Bekerja dalam hal ini merupakan suatu strategi responden Lansia untuk ‘produktif’, dimana bekerja dinilai oleh para Lansia ini sebagai kegiatan untuk mengisi
hari tua. Artinya bekerja merupakan suatu kegiatan sampingan yang tidak memiliki target tertentu kecuali untuk mengisi waktu luang. Tidak sedikit dari para responden
masih melakukan aktivitas dalam keluarga meski dalam kontribusi yang kecil. Sehingga hasil yang dicapai dengan bekerja sendiri dianggap sebagai hasil tambahan atau
minimal pendapatan tersebut dapat digunakan untuk memenuhi kebutuhan sendiri. Tingkat pendapatan dalam penelitian ini digolongkan dalam tiga kategori
berdasarkan besarnya uang yang diterima setiap bulannya yakni tinggi, rendah dan sedang. Batasan rendah yakni dibawah Rp 100.000 ditentukan berdasarkan jumlah uang
yang diterima jika Lansia hanya memperoleh pendapatan dari dana BLT BBM.
Sedangkan batasan lebih dari Rp 500.000 untuk mengkategorikan tingkat pendapatan rendah didasarkan pada besarnya nilai uang pensiun PNS.
Informasi yang diperoleh dari kuesioner bahwa lebih dari 52 persen responden berpendapatan sedang dan 30 persen diantaranya berpendapatan dibawah Rp 100.000.
Responden yang berpendapatan dibawah Rp100.000 ini mayoritas adalah perempuan Lansia.
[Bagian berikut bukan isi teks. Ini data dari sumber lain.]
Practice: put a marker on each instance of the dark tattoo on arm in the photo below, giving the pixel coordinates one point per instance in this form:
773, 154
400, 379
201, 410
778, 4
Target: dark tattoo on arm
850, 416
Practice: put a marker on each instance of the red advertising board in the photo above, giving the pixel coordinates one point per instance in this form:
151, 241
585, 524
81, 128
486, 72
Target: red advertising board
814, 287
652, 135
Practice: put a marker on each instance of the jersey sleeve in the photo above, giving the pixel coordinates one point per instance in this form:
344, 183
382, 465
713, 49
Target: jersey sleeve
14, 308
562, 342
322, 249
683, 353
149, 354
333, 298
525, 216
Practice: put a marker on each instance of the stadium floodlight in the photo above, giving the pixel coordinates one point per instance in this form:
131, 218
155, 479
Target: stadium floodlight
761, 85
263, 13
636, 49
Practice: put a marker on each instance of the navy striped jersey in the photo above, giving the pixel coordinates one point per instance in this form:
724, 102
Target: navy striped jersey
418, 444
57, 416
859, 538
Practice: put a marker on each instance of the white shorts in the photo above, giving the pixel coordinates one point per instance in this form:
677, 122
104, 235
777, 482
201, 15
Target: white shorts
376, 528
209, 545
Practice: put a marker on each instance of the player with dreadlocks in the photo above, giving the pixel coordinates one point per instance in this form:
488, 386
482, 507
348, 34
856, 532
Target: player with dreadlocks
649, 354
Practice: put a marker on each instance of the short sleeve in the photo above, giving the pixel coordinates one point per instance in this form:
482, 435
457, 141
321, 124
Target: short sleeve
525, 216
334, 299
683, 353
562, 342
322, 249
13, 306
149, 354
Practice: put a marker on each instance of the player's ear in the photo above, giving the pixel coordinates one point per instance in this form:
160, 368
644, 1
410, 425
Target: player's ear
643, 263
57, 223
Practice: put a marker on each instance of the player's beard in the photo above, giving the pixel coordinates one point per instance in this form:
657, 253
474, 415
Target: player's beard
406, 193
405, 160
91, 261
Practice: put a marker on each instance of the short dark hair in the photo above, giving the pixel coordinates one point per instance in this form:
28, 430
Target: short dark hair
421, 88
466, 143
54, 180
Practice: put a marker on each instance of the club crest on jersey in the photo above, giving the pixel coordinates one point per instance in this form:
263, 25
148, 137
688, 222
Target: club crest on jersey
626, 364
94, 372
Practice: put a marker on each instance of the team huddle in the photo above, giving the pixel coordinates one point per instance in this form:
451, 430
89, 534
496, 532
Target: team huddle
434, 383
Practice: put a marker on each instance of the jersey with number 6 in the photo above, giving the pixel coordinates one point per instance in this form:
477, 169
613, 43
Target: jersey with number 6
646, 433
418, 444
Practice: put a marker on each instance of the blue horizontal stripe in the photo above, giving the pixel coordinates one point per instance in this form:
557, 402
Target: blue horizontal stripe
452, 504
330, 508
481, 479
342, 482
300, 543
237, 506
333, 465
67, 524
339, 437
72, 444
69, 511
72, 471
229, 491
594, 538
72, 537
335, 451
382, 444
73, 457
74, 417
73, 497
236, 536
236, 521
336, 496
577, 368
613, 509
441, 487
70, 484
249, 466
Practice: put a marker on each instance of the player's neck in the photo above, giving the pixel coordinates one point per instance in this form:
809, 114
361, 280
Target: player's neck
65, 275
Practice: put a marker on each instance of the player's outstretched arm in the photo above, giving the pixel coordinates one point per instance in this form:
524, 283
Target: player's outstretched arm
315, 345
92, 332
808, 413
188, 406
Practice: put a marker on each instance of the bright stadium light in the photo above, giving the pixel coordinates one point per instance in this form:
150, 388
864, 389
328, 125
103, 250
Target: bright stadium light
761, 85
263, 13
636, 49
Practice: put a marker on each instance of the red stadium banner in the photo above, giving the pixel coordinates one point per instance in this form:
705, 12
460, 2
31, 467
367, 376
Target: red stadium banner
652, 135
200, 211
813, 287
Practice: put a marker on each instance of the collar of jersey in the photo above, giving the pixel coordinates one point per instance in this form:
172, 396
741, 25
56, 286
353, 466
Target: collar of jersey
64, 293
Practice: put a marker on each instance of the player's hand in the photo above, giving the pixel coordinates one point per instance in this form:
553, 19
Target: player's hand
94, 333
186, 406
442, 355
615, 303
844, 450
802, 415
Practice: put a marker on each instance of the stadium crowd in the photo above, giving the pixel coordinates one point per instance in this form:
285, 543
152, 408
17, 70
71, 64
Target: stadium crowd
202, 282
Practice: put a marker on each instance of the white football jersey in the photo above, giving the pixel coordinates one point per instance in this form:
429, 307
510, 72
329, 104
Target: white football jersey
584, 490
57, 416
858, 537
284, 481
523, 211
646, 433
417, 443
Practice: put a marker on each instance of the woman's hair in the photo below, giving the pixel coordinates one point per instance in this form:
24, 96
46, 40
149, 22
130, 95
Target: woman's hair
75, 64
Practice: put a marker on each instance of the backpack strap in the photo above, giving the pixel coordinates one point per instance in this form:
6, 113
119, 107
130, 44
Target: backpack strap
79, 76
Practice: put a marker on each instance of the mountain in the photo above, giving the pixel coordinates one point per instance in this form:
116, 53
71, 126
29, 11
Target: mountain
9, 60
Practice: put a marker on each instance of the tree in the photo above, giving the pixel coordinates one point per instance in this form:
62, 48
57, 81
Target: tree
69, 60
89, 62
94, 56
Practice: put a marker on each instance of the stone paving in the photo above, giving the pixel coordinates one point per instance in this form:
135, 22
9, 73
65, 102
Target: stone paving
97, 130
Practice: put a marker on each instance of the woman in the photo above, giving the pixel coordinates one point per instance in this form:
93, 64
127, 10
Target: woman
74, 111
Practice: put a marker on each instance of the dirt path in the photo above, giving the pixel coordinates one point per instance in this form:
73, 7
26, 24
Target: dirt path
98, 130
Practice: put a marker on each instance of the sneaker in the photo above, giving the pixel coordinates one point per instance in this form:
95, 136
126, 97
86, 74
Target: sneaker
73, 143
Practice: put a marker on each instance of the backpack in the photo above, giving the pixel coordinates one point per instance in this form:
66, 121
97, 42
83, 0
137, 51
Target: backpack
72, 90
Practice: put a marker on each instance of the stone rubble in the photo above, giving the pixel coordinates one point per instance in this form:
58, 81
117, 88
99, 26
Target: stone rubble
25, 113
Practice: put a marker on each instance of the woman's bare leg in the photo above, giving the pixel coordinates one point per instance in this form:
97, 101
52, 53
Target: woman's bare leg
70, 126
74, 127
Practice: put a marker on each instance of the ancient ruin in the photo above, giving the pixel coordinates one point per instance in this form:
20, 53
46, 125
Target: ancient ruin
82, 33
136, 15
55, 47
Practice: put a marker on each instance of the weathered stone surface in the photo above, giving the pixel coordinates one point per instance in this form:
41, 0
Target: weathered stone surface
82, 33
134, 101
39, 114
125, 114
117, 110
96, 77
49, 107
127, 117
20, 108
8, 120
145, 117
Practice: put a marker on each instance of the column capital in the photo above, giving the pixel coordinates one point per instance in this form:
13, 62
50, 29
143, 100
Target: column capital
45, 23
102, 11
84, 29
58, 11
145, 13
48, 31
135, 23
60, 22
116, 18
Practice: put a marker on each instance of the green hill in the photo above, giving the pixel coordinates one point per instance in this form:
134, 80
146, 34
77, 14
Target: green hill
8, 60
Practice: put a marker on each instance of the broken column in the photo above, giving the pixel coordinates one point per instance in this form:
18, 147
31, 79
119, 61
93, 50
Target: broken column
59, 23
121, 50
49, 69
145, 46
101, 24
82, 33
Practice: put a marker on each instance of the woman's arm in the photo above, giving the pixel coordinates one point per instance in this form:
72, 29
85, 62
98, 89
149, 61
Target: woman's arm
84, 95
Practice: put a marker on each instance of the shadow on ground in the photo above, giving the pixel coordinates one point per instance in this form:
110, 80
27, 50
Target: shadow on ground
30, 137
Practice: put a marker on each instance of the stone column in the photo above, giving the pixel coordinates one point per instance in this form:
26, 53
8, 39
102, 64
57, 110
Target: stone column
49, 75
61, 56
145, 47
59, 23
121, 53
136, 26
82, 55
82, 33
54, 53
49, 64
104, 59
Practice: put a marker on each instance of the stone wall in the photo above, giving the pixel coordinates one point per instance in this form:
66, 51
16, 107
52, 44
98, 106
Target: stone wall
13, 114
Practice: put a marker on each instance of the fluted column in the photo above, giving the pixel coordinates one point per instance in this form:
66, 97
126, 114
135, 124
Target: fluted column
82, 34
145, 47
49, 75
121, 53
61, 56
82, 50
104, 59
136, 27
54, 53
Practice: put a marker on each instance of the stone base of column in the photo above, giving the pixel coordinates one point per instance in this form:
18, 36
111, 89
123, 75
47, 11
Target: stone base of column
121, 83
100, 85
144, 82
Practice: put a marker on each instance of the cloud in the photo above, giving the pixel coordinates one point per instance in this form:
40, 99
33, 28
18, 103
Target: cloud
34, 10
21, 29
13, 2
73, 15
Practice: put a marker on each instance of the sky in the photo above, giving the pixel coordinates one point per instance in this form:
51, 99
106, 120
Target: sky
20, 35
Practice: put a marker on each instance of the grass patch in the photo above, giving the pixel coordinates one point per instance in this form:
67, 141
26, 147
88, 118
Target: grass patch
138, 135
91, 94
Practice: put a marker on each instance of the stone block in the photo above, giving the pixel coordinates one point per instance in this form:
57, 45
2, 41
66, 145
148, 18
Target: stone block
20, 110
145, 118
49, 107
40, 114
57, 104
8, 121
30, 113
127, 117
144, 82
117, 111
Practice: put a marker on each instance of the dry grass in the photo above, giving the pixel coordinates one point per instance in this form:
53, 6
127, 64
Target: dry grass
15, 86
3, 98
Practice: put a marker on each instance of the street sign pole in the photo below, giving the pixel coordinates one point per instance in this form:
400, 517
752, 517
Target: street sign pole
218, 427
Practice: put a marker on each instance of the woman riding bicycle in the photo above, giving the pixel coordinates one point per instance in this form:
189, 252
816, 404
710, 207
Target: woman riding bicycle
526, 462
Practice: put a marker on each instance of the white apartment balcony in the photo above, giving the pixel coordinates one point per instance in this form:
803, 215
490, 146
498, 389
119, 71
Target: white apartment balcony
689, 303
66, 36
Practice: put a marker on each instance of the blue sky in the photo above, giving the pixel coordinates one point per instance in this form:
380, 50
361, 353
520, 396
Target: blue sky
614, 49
Tingkat pendapatan berdasarkan jenis kelamin, ditunjukkan dalam Tabel 14.
Tabel 14. Jumlah dan persentase responden berdasarkan jenis kelamin dan besar pendapatan, Desa Situ Udik tahun 2006
Jenis kelamin Besar Pendapatan
Total Rp 100.000
Rp 100.000-Rp 500.000
Lebih dari Rp 500.000
Laki-laki 3 7,5
9 22,5 5 12,5
17 42,5 Perempuan
9 22,5 12 30,0
2 5,0 23 57,5
Total 12
21 7
40 30,0
52,5 17,5
100,0
Informasi yang ditunjukkan dalam Tabel 14 membawa pada kesimpulan bahwa sebagian dari responden merupakan perempuan dari rumah tangga miskin. Sebanyak
sembilan orang perempuan berpendapatan dibawah Rp 100.000 menyatakan bahwa pendapatan itupun diperoleh dari dana BLT-BBM maupun dana anak yatim dan janda
yang dikumpulkan warga dalam paguyuban dan perelek. Dana yatim, jompo dan janda ini dibagikan setiap satu tahun sekali menjelang hari raya Iedul Fitri. Setiap bulannya
warga masyarakat memberikan sumbangan berupa 1 liter beras atau dalam bentuk uang sebesar RP 2.500. Hal ini menunjukkan bahwa masyarakat desa ini memiliki suatu
sistem yang dapat menunjang kesejahteraan Lansia khususnya bagi Lansia janda dan jompo. Penelitian ini dilaksanakan pada bulan puasa ramadhan dan bertepatan dengan
diturunkannya dana BLT BBM tahap keempat serta pembagian zakat bagi orang yang membutuhkan mustahiq.
Masa tua merupakan masa kemunduran, baik fisik maupun finansial seseorang. Data hasil kuisioner menunjukkan bahwa tidak terdapat responden di atas usia 67 tahun
yang memperoleh pendapatan di atas Rp 500.000. Terdapat satu orang perempuan berusia 90 tahun, Ibu Hal, memperoleh pendapatan antara Rp 100.000-Rp 500.000,
yang mana diperoleh dari pensiun suaminya. Namun, uang tersebut dipergunakan juga untuk menopang kehidupan anak serta cucunya, seperti yang dikemukakannya sebagai
berikut:
“Uang dari pensiunan suami mah habis buat makan, sama berobat saya. Berobat juga ke Puskesmas aja. Gak mau ah ngebebanin anak.”
Hal ini juga menunjukkan bahwa masih memiliki penghasilan merupakan suatu kebanggan tersendiri bagi Lansia, karena dengan demikian masih merasa dibutuhkan
atau diperlukan bagi keluarganya bukan dipandang sebagai beban. Hal ini tentunya akan berdampak positif bagi perkembangan diri para Lansia ini, mereka akan merasa
diperhatikan kehadirannya sehingga secara psikologis ini dapat memenuhi kebutuhan bereksistensi mereka dan mereka tidak merasa memperoleh perlakuan yang ‘berbeda’
yang dapat menimbulkan mereka merasa tersisih dari lingkungan sosialnya.